I just spent some time fiddling with streaming expressions for fun, reading Erick Erickson's blog (https://lucidworks.com/2017/12/06/streaming-expressions-in-solrj/) and the example given in the ref guide (https://lucene.apache.org/solr/guide/7_5/streaming-expressions.html#streaming-requests-and-responses) and it occurred to me that we are recommending string concatenation into an expression language with the power to harm the server, or other network services visible from the server. I'm starting this Jira as a security issue to avoid creating a public impression of insecurity, feel free to undo that if I have guessed wrong. I haven't developed an exploit example, but it would go something like this:
- Some portion of an expression is built including user supplied data using the techniques we're recommending in the ref guide
- Malicious user constructs input data that breaks out of the expression (SOLR-10894 is relevant here), probably somewhere inside a let() expression where one could simply define an additional variable taking the value of a malicious expression...
- update() expression is executed to add/overwrite data, jdbc() makes a JDBC connection to a database visible to the server, or the malicious expression executes some very expensive expression for DOS effect.
Technically this is of course the fault of the end user who allowed unchecked input into programmatic execution, but when I think about how to check the input I realize that the only way to be sure is to construct for myself a notion of exactly how the parser behaves and then determine what needs to be escaped. To do this I need to dig into the expression parser code...

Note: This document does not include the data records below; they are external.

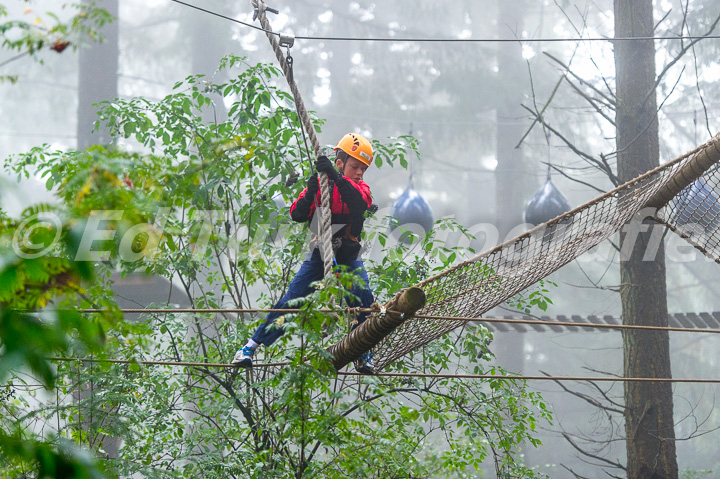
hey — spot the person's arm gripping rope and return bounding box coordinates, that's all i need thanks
[290,173,319,222]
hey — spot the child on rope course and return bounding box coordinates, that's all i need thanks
[232,133,376,374]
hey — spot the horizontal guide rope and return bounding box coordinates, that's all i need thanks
[82,308,319,314]
[294,34,720,43]
[51,357,290,368]
[74,308,720,334]
[415,315,720,334]
[49,357,720,383]
[170,0,720,44]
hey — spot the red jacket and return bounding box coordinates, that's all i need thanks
[290,177,372,239]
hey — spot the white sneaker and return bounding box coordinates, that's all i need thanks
[232,346,255,368]
[354,352,374,375]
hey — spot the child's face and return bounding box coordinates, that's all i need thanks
[337,157,369,184]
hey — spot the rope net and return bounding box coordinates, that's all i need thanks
[340,134,720,372]
[660,160,720,263]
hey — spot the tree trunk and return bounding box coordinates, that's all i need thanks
[76,0,118,149]
[187,2,228,122]
[75,0,120,459]
[614,1,678,478]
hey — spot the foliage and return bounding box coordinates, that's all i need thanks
[510,279,557,315]
[365,216,473,299]
[681,470,712,479]
[0,1,113,82]
[2,56,552,478]
[0,217,124,477]
[0,1,123,476]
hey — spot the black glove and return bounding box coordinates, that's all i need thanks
[306,174,319,197]
[315,155,340,181]
[291,174,319,222]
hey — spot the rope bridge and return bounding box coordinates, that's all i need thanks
[246,1,720,373]
[331,134,720,372]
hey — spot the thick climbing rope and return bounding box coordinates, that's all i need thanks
[251,0,334,278]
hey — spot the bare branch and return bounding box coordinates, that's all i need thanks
[654,9,673,33]
[584,376,626,409]
[521,104,619,185]
[0,51,30,69]
[652,65,685,112]
[517,36,586,148]
[688,27,714,140]
[560,464,592,479]
[571,258,620,293]
[598,153,616,183]
[563,3,617,101]
[616,69,683,161]
[544,52,617,107]
[562,432,626,470]
[654,8,720,92]
[516,65,565,149]
[562,76,616,126]
[555,0,585,38]
[547,163,607,193]
[540,371,625,415]
[678,0,689,44]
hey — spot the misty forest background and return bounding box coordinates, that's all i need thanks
[3,0,720,478]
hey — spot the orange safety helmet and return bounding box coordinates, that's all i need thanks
[335,133,373,167]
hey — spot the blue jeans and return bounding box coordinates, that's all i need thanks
[251,248,374,347]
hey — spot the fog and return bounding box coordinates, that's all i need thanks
[3,0,720,476]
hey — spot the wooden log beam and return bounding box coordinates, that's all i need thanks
[328,287,426,372]
[645,134,720,209]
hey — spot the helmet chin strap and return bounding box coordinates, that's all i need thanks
[336,150,349,174]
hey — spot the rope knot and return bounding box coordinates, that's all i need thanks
[345,307,360,332]
[252,0,279,21]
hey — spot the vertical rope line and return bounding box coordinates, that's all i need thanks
[252,0,334,278]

How to escape input is also already unclear as shown by SOLR-10894
There's another important wrinkle that would easily be missed by someone trying to construct their own escaping/protection system relating to parameter substitution as discussed here:
I think the solution to this is that SolrJ API should be enhanced to provide an escaping utility at a minimum and possibly a "prepared expression" similar to SQL prepared statements and call this issue to attention in the ref guide once these tools are available...
Additionally, templating features might be a useful addition to help folks manage large expressions and facilitate re-use of patterns... such templating should also have this issue in mind when/if they are added.